Originally from Wolverhampton, Jamie moved to Bristol where he was employed by a company carrying out work at South Bristol Community Hospital. The impact of the economic crash of 2007/08 prompted him to rethink his career and after discussion with his wife, he decided that he wanted to make moves towards being his own boss.
A call from a friend, who ran Plumb Bristol, provided an opportunity to work together, along with an electrician, carrying out bathroom installations for B&Q, which meant regular work. This plan evolved into a limited company called Bristol Tradesmen Ltd.
This business continued for three and half years and alongside it, Jamie was regularly carrying out additional plastering jobs, which gradually increased to the point that he needed to find someone to train so that they could assist with the work. His friend Ashley took on this challenge with another friend Nick, acting as silent partner in the business and providing help with the financial side and website.
By this point, Jamie had started a family and was starting to evaluate the hours that he was working against earnings in this arrangement. He looked at the figures and soon realised that he could earn more and work less hours if he set up his own business, which he did, and Plaster Bristol was born. This was three and a half years ago, and he has been inundated with work requests ever since, but towards the end of this period, he once again reached the stage where he needs a labourer to help him on jobs.
Justin, best man at Jamie’s wedding started to help as he had been made redundant from a corporate role which he disliked. However, a more permanent solution arrived in the form of Miles, who originally phoned him from Wales, after having Googled plastering businesses in Bristol, where he was intending to move in six months’ time.

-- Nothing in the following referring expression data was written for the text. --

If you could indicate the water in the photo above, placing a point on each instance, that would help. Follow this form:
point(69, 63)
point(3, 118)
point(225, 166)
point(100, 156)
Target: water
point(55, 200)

It was then that COVID-19 forced many companies to cease working during the national lockdown, which for Jamie meant three months with no work. However, all the clients that he had booked for this period agreed to move to new dates and once lockdown was lifted, Jamie was back at work and busier than ever. “My customers were great during this period and this loyalty meant that I had work as soon as I started back,” stated Jamie. “At this time there was a plaster shortage, and it was one of my customers who personally arranged for the building merchant located nearby to sell all of his stock to us – this meant that we had enough for four jobs which was fantastic!”
It was a friend who had designed Jamie’s website that made Jamie aware of the business support available from GetSet for Growth in the Bristol area. He got in touch and participated in 1:1 sessions to help him explore his plans for growing the business and what steps he needed to take in order to achieve them. “One suggestion was to look for an apprentice to train in plasterwork by approaching the local colleges which was a great idea,” stated Jamie.
Whilst this search for an apprentice is still ongoing, Jamie has also taken other advice suggested by the GetSet team. “It’s a difficult balance,” said Jamie, “I’m so busy with work that it can be tricky to find time to implement new ideas for the business but I’m persevering, and I am very grateful for the help and advice that the GetSet team have given me.”
“During lockdown, many families, particularly if one or both of the parents were on furlough, decided to carry out home improvements which has added to the increase in work – but I’m not complaining,” commented Jamie.
Jamie’s long-term goal for Plaster Bristol is to take a bit of a step back once he has a team in place who can maintain the high standard of work that his business is built on. Most of his work comes from recommendations and his website is full of glowing testimonials of the work he has carried out – something he is rightly very proud of!
GetSet assisted Jamie to explore new ideas and provided a fresh pair of eyes on my business – “I needed a manager to help manage me,” stated Jamie, “GetSet helped me with this.” The main issue he faces is finding the right staff with the right skills as he has highlighted that the current training provision for young people in the construction industry needs improvement. “We need to better skill our young people as there is plenty of work available to them if they are willing to work hard and develop the skills and knowledge of modern plastering techniques,” comments Jamie.